Here is what you are missing, Ben: the appetite for your brand of conservative governance is only about a quarter of your own party (which represents something like 45% of the general public). In other words, the appetite is quite small.

Because I don’t think they are wrong. They deserve better. They deserve a Congress that tackles the biggest policy problems facing the nation. And they deserve a president who knows that his or her job is not to “reign,” but to serve as commander-in-chief and to “faithfully execute” the laws – not to claim imperial powers to rewrite them with his pen and phone.
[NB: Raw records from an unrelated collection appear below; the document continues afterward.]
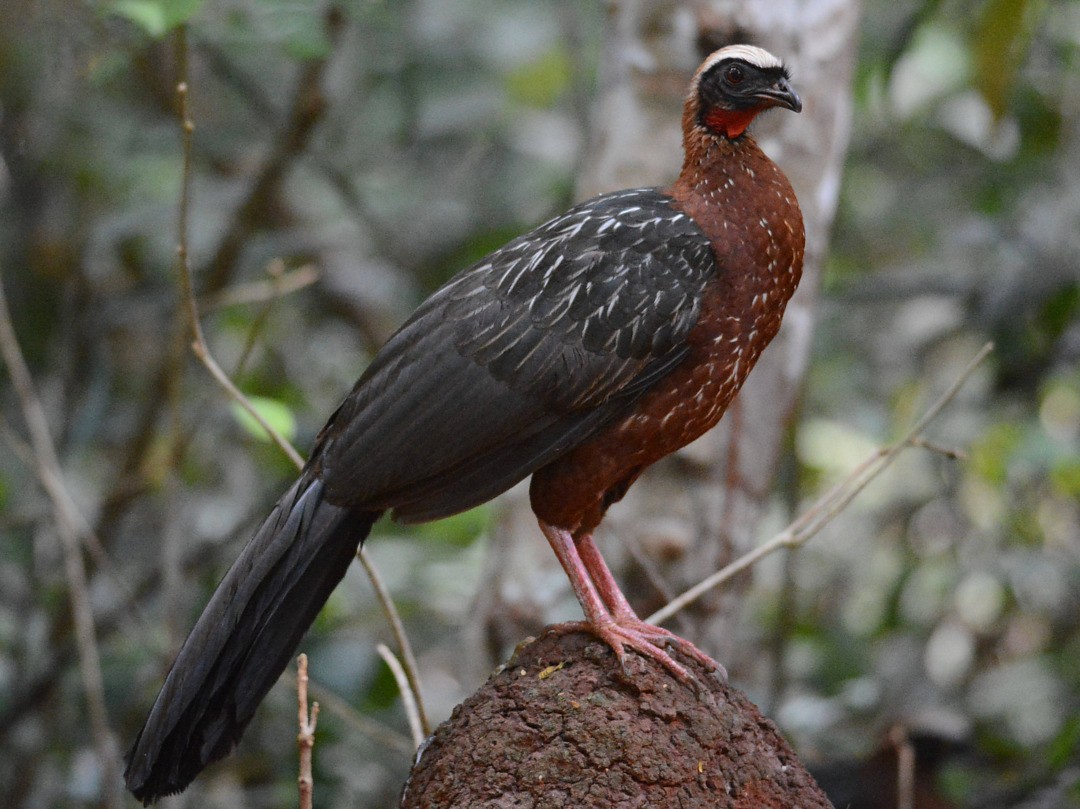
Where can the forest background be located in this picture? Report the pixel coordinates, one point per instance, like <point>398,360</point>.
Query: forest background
<point>343,164</point>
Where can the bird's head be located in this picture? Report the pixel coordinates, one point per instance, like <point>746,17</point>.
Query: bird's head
<point>734,84</point>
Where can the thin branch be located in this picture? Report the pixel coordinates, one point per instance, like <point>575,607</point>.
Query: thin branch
<point>905,767</point>
<point>69,522</point>
<point>306,737</point>
<point>201,350</point>
<point>406,690</point>
<point>827,507</point>
<point>262,292</point>
<point>412,670</point>
<point>364,725</point>
<point>306,111</point>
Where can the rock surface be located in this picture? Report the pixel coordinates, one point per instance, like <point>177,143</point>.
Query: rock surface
<point>562,725</point>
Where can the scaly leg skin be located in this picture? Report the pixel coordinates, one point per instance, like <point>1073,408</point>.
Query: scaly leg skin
<point>625,616</point>
<point>608,615</point>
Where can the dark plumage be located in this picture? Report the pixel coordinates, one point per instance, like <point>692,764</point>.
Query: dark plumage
<point>581,352</point>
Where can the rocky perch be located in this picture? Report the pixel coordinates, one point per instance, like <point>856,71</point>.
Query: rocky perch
<point>563,726</point>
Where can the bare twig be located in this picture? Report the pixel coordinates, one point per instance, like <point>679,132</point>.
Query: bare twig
<point>201,350</point>
<point>406,690</point>
<point>306,738</point>
<point>905,767</point>
<point>262,292</point>
<point>412,670</point>
<point>364,725</point>
<point>306,111</point>
<point>826,508</point>
<point>69,525</point>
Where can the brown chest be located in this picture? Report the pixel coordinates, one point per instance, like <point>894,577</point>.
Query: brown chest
<point>753,220</point>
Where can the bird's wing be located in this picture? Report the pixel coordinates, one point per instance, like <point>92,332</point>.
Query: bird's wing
<point>520,358</point>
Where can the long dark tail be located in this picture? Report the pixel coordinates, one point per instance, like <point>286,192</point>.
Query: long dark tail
<point>244,638</point>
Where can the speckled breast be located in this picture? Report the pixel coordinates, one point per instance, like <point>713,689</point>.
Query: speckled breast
<point>753,220</point>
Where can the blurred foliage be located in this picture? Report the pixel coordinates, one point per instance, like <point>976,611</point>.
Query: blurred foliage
<point>947,596</point>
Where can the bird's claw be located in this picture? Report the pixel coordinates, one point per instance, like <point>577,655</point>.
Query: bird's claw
<point>647,641</point>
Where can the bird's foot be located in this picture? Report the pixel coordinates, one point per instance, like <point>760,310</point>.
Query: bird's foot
<point>647,641</point>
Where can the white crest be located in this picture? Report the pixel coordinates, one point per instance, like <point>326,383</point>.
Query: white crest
<point>756,56</point>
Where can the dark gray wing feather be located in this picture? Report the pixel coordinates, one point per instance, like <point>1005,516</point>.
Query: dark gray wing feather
<point>520,358</point>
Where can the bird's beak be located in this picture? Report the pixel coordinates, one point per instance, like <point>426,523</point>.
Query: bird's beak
<point>781,94</point>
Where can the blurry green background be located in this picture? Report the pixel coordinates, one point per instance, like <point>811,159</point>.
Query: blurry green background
<point>445,129</point>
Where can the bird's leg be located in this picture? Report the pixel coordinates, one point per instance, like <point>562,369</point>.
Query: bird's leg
<point>620,629</point>
<point>624,615</point>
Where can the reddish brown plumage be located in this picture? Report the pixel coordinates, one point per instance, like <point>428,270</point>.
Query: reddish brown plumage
<point>580,352</point>
<point>746,207</point>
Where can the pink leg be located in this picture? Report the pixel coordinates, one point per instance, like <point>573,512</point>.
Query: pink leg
<point>624,615</point>
<point>608,615</point>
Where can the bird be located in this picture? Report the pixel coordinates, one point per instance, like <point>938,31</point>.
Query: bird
<point>579,353</point>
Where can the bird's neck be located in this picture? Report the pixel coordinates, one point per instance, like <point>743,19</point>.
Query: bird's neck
<point>719,173</point>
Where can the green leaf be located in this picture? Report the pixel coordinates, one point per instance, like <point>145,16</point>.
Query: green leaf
<point>274,413</point>
<point>540,82</point>
<point>157,17</point>
<point>459,530</point>
<point>1002,38</point>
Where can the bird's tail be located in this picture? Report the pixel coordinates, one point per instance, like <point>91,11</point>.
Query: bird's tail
<point>244,638</point>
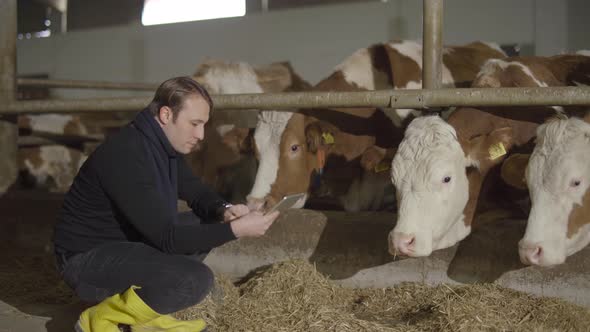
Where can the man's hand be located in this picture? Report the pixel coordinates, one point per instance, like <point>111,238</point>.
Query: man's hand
<point>234,212</point>
<point>253,224</point>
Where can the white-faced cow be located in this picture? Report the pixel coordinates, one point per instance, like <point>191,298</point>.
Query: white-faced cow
<point>294,149</point>
<point>557,174</point>
<point>440,167</point>
<point>226,160</point>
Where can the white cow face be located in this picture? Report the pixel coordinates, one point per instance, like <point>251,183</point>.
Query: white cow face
<point>430,174</point>
<point>558,177</point>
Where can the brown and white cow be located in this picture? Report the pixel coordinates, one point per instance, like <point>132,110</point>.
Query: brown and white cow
<point>226,159</point>
<point>439,168</point>
<point>50,167</point>
<point>54,166</point>
<point>558,179</point>
<point>292,147</point>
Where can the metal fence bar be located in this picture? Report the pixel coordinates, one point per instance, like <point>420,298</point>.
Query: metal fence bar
<point>432,27</point>
<point>76,84</point>
<point>8,128</point>
<point>537,96</point>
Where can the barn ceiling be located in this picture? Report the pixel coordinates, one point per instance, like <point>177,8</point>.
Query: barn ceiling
<point>86,14</point>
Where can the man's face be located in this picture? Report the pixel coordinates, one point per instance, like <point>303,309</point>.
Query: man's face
<point>188,129</point>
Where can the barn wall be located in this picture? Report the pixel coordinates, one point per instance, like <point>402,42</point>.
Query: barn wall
<point>313,39</point>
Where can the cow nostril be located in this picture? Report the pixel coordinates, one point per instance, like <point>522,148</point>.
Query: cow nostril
<point>537,252</point>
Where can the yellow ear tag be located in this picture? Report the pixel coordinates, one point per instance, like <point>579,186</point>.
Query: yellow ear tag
<point>382,166</point>
<point>328,138</point>
<point>496,151</point>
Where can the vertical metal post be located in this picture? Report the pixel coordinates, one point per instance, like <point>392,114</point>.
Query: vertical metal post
<point>432,41</point>
<point>8,128</point>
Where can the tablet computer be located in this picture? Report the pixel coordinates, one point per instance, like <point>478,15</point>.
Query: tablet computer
<point>286,203</point>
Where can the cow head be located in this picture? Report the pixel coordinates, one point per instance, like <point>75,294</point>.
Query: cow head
<point>558,178</point>
<point>435,174</point>
<point>287,146</point>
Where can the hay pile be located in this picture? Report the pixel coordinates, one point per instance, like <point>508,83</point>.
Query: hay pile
<point>293,296</point>
<point>32,278</point>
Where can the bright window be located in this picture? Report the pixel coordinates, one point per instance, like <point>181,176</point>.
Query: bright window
<point>172,11</point>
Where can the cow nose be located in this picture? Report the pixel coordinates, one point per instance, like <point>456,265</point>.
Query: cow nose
<point>531,255</point>
<point>404,243</point>
<point>254,203</point>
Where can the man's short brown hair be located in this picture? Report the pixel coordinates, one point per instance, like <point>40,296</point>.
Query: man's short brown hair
<point>173,92</point>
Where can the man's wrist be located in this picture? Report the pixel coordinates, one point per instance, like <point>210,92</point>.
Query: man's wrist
<point>221,210</point>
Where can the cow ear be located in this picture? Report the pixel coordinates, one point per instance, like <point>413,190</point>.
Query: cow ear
<point>491,149</point>
<point>238,139</point>
<point>513,170</point>
<point>313,137</point>
<point>318,135</point>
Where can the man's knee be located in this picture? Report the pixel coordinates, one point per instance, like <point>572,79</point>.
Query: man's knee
<point>191,283</point>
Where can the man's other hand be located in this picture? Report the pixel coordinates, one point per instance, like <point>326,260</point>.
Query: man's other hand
<point>253,224</point>
<point>234,212</point>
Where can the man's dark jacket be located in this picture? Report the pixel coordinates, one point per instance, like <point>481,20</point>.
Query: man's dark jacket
<point>127,190</point>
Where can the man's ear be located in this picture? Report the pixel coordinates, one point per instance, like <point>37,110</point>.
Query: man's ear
<point>513,170</point>
<point>164,115</point>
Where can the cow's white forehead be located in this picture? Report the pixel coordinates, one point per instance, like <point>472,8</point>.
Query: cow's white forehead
<point>231,78</point>
<point>267,137</point>
<point>555,140</point>
<point>560,136</point>
<point>425,139</point>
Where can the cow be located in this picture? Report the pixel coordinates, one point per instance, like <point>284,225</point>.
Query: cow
<point>557,175</point>
<point>440,168</point>
<point>53,164</point>
<point>297,149</point>
<point>226,159</point>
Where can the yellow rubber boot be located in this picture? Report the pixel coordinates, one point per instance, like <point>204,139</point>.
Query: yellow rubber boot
<point>127,308</point>
<point>170,324</point>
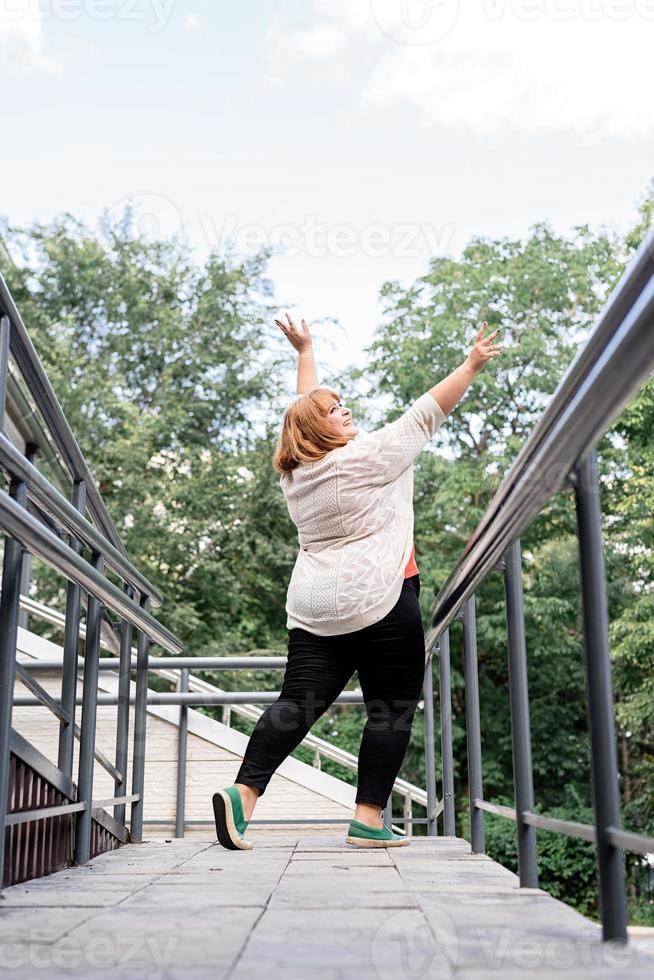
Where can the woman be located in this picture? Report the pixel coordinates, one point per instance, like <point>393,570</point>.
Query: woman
<point>352,601</point>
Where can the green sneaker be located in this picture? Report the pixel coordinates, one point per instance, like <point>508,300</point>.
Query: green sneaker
<point>230,822</point>
<point>362,835</point>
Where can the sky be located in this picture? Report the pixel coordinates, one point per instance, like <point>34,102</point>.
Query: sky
<point>360,137</point>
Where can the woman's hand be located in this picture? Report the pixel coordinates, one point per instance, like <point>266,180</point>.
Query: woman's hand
<point>299,337</point>
<point>483,349</point>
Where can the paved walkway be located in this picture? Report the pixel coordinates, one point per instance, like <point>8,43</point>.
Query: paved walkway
<point>300,907</point>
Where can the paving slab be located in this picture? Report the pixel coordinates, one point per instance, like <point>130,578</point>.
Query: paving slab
<point>301,908</point>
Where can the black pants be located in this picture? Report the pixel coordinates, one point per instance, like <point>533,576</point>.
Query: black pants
<point>389,657</point>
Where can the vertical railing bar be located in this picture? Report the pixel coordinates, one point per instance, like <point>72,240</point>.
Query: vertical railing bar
<point>71,647</point>
<point>447,754</point>
<point>88,721</point>
<point>182,742</point>
<point>9,610</point>
<point>387,812</point>
<point>604,763</point>
<point>519,704</point>
<point>26,571</point>
<point>122,714</point>
<point>430,754</point>
<point>473,726</point>
<point>140,728</point>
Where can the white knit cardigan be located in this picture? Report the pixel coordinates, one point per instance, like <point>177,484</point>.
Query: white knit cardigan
<point>353,510</point>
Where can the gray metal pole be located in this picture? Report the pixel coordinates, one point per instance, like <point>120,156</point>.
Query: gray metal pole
<point>122,715</point>
<point>82,849</point>
<point>473,727</point>
<point>182,741</point>
<point>519,702</point>
<point>606,800</point>
<point>140,728</point>
<point>9,610</point>
<point>447,754</point>
<point>71,648</point>
<point>430,754</point>
<point>26,571</point>
<point>9,607</point>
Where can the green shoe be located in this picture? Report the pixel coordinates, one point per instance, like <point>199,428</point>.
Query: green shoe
<point>362,835</point>
<point>230,822</point>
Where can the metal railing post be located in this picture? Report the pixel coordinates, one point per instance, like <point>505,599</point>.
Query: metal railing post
<point>122,714</point>
<point>182,742</point>
<point>71,648</point>
<point>140,728</point>
<point>387,813</point>
<point>26,570</point>
<point>604,764</point>
<point>88,721</point>
<point>9,610</point>
<point>473,727</point>
<point>430,760</point>
<point>447,754</point>
<point>519,704</point>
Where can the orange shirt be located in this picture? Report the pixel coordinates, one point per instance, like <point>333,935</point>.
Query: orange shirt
<point>411,568</point>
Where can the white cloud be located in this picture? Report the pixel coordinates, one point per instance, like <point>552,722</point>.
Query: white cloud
<point>23,49</point>
<point>192,24</point>
<point>539,66</point>
<point>319,42</point>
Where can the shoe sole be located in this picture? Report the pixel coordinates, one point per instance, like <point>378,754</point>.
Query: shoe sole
<point>371,842</point>
<point>226,830</point>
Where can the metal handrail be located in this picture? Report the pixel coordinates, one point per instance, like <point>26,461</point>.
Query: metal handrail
<point>32,370</point>
<point>18,523</point>
<point>617,358</point>
<point>167,668</point>
<point>56,530</point>
<point>43,493</point>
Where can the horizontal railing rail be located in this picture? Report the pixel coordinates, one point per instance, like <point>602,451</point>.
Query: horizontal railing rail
<point>611,367</point>
<point>169,668</point>
<point>37,382</point>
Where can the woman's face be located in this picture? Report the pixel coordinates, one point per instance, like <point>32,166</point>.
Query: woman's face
<point>339,419</point>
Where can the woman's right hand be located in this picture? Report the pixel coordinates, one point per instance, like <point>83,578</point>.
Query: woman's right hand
<point>483,349</point>
<point>298,336</point>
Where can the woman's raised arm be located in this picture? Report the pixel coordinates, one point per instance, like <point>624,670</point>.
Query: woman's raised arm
<point>307,376</point>
<point>451,389</point>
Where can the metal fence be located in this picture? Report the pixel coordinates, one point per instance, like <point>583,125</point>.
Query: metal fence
<point>38,519</point>
<point>609,370</point>
<point>559,454</point>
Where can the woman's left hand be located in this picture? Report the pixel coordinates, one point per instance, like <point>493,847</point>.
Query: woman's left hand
<point>298,336</point>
The sun is mostly set on the Platte River — and the kids need baths. So g’night.

Ben

The people do deserve better. They do deserve a Congress that tackles the biggest policy problems of the nation. But those issues are bigger than just the concerns of folks at a Wal-Mart in Fremont, Nebraska. The people of Flint and thousands of other towns need to get the lead out of their water systems. The people of Detroit and Lima need solutions to deindustrialization and urban decay. The people of Tucson need K-12 schools that function. The people of nearly every city, town, and rural community need their dams, roads, bridges, and levees repaired. I can go on and on. The problems of life in the 21st century are too large to be tackled by local and state government alone. They have proven to be utterly incapable of it– there is nothing preventing them from tackling these problems now other than a lack of funding, political will, and/or know-how. They have had ample time to address these issues and they do nothing. Your solution is to let the world burn. I find that insufficient. What the people of this nation deserve are politicians willing to work with one another to find solutions to the problems that vex our nation in morally and ethically just ways, not grandstanding twits who prioritize their needs and wants over those of the people.

The sun is rarely visible in Ohio– and I need a drink. So g’day.